Christine Geveaux a été confrontée à quelques reprises à des cas de morsures de vipères. Son premier réflexe : vérifier que c’est bien une vipère et non une couleuvre. « On demande à la personne si elle voit deux points de morsure espacés d’un cm. Si c’est le cas, on s’informe sur un éventuel oedème, sa taille, sa localisation. Cela nous permet de définir un grade de gravité de 0 à 4 afin de prescrire l’antivenin (Viperfav(r)). Dans tous les cas, il s’en suivra au minimum 4 à 6 heures de surveillance. » Une fois le bilan récupéré quelques semaines plus tard, le centre antipoison rappelle pour s’enquérir d’une éventuelle réaction au Viperfav®(1). Une vigilance nécessaire et permanente.

1- Les régions citées sont celles antérieures à la réforme territoriale.

2- Une thèse de médecine, réalisée par Virginie Jollivet et dirigée par David Boels présentée début 2015, a révélé que sur les 277 cas de morsures par vipères recensés en 2013, aucun cas de réaction anaphylactique lié au Viperfav® n’avait été rapporté chez les 114 patients ayant bénéficié de cet antivenin.

CADRE LÉGAL

Du sérum à l’antivenin

La banque antivenin a été créée au début des années 2000 par le Dr Patrick Harry, à l’origine du centre antipoison d’Angers, qui avait constaté l’absence de réglementation concernant ces médicaments spécifiques. « Après avoir échangé avec des éleveurs de serpents et des responsables de zoo (des professionnels pourvus d’un certificat de capacité), le Dr Harry s’est aperçu qu’ils détenaient tous des sérums(1), relate David Boels. Ils commandaient les produits dans les pays d’origine des espèces. »

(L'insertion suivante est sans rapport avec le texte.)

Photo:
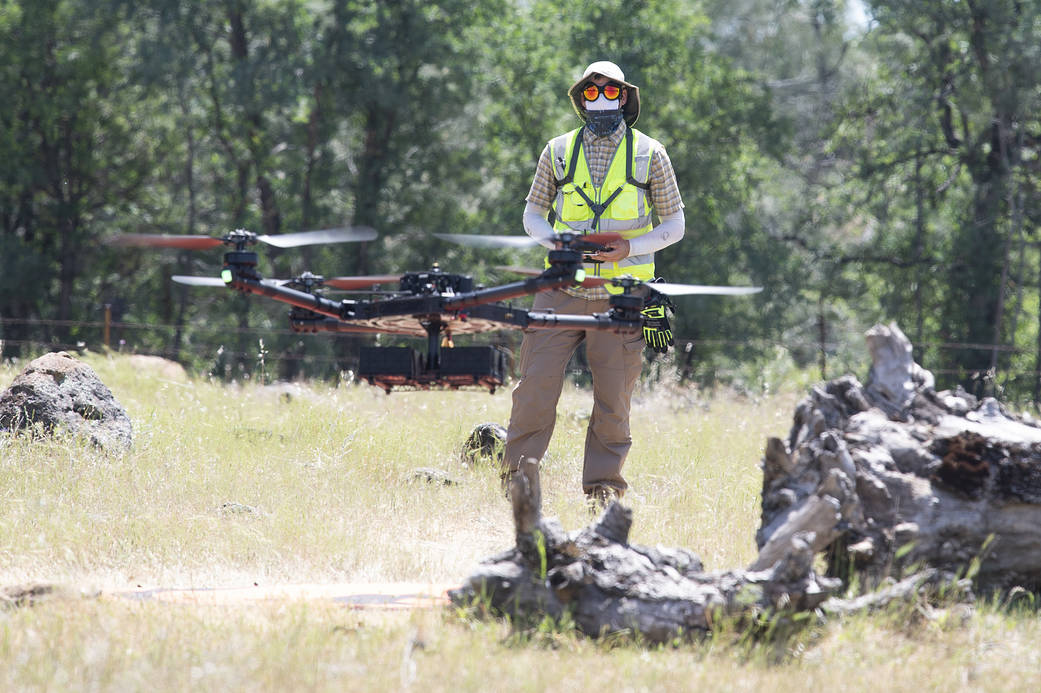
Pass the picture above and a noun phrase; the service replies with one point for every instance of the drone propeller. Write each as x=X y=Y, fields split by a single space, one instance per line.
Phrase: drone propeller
x=589 y=242
x=242 y=237
x=213 y=281
x=306 y=280
x=661 y=287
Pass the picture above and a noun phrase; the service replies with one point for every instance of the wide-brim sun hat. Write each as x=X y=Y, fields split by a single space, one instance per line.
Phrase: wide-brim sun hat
x=631 y=110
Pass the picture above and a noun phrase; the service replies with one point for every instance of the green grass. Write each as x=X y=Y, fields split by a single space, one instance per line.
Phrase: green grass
x=230 y=485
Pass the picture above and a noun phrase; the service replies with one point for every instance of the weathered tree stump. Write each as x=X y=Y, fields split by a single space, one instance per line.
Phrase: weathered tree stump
x=894 y=475
x=59 y=392
x=608 y=585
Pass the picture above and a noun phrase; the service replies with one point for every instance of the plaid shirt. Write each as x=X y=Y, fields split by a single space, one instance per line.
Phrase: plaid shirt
x=664 y=193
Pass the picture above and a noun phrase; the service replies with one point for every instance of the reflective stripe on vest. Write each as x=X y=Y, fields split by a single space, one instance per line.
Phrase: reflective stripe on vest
x=621 y=201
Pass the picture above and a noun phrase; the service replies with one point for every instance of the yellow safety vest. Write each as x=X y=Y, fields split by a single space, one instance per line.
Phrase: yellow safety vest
x=621 y=203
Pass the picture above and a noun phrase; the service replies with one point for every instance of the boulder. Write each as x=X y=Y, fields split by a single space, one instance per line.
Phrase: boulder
x=57 y=392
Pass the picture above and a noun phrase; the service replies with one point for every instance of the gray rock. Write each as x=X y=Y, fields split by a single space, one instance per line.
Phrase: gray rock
x=58 y=392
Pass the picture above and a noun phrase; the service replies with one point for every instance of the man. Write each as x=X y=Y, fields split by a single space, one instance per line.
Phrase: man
x=605 y=176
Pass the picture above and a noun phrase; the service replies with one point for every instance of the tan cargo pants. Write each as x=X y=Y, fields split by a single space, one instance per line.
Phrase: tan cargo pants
x=615 y=361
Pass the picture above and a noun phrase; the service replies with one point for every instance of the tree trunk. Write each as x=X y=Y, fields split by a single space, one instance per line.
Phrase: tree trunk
x=920 y=477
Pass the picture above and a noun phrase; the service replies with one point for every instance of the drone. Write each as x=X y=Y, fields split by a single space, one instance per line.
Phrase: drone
x=431 y=304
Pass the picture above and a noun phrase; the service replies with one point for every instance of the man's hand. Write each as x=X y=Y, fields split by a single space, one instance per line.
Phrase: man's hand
x=616 y=251
x=657 y=332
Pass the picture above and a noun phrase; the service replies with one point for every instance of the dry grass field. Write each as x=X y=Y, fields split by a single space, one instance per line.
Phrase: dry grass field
x=236 y=485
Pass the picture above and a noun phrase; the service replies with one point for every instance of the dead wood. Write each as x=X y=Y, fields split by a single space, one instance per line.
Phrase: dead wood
x=917 y=478
x=608 y=585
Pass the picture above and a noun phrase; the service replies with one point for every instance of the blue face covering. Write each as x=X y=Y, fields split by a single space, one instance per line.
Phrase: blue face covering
x=603 y=123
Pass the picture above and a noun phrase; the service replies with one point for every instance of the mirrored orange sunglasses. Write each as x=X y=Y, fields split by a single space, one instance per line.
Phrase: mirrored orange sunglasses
x=611 y=91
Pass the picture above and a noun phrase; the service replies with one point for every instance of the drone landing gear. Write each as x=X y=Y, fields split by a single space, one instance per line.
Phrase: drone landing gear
x=450 y=367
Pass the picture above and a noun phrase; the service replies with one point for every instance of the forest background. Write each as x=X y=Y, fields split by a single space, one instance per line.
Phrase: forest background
x=864 y=161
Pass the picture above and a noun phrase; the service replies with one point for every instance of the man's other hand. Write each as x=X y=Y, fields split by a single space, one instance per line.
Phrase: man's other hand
x=616 y=251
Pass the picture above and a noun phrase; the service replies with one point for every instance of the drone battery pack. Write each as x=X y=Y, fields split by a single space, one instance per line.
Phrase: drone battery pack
x=460 y=366
x=388 y=361
x=476 y=362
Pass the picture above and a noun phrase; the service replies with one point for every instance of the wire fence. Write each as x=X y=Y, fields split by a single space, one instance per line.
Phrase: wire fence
x=129 y=337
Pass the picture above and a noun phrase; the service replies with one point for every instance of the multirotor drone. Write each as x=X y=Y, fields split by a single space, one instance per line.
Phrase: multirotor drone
x=431 y=304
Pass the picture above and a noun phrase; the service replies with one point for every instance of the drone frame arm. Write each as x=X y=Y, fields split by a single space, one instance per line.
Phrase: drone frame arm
x=551 y=279
x=311 y=302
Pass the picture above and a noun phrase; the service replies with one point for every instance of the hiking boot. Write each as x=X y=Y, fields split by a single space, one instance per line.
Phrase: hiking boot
x=600 y=496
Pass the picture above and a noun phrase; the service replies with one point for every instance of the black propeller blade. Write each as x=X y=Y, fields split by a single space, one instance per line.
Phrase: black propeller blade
x=243 y=237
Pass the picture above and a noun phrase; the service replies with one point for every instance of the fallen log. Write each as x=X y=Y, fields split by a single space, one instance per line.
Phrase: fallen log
x=608 y=585
x=918 y=478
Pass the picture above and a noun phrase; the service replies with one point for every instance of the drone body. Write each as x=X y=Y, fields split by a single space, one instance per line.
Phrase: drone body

Et cela, sans aucune garantie sur leur composition, ni sans se soucierde leur mode de conservation. La loi a finalement été modifiée par le ministère de la Santé dans les années 2000 et ces produits antivenin ont fait leur entrée dans le circuit du médicament. Aujourd’hui, les produits utilisés en cas de morsure d’une quarantaine d’espèces sontgérés par le stock d’antivenin d’Angers ou par l’un des deux dépôts, situés dans les CHU de Lyon et de Marseille.

1- Aujourd’hui, on ne parle plus de « sérum », mais d’antivenin ou d’immunothérapie.